@NoAngle @Kracka2205 @JPala84 The PS3 has let you download content onto multiple consoles for years (and they can be played concurrently, which the xbone doesnt allow) and I don't see why Sony wouldn't continue that with the PS4. The family sharing idea is cool but it doesn't make up for the needless DRM on disk copies. And you saying that MS will let you play with the disk in the console, well you're just pulling that out of your ass. They've repeatedly said in interviews that they have no plans to change any of these rules.
@NoAngle @JPala84 Except not really. PS4 will have both, you can either buy a physical copy or a digital one. With Xbone your physical copy is basically just a digital copy stored on the disk. So you're not actually buying the game, rather the license to use the disk.
@Shivatin But lets be honest though, the people who actually watched that reveal last week were mainly interested in the Xbox One's gaming aspects, and in that sense Microsoft failed miserably. The only actual in-game footage they showed was from EA Sports and COD, both of which will be available on other platforms. And honestly I wouldn't have been that disappointed if the stuff they did show even remotely interested me. Half the conference was about how I can finally watch TV on my game console. Whoop dee frickin doo.
Here's my issue, they just keep skirting around the questions and they keep digging themselves even deeper. Whenever someone asks them if the XB1 needs to periodically connect online or if they will allow you to play used games they give bullshit answers like "Oh all these rumors are based on such little fact" or "we'll have more to clarify at E3" or "we'll do the right thing." Just say "YES" or "NO." Stop stringing us along. By being so vague they're only fueling the fires.
@Rakasasha @harndoogle @Kracka2205 And Bioshock Infinite isn't about Christianity, but a fictional religion with lots of similarities. Just goes to show that religious people tend to get their panties in a wad over anything.
@ecs33 @JBStone1981 It's unified. 8GB of GDDR5 RAM shared between CPU and GPU. The catch is that it's all GDDR5 which is much faster and is only used in graphics cards on desktops. And most high-end cards today only have 2-3GB.

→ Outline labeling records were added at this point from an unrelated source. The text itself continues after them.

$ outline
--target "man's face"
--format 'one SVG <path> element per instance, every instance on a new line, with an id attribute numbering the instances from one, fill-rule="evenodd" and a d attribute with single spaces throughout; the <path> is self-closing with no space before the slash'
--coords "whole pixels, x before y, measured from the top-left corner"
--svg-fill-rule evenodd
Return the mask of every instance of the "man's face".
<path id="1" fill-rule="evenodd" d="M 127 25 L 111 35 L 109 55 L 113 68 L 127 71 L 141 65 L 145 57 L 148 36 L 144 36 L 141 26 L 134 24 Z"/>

@ecs33 It's GDDR5 RAM, which is a lot faster than the DDR3 RAM you have in your computer. Granted it's shared between CPU and GPU but it's still a lot for developers to work with. If developers were to split the RAM, say, 4GB for CPU and 4GB for GPU, that would easily be comparable with the memory performance of today's high-end desktops. Couple that with a lightweight OS which won't take up nearly as much memory as Windows and you'll see that this particular spec is actually really impressive. The PS4's real bottleneck will be its GPU, which is rumored to be based on a mid-range Radeon 7000 chip.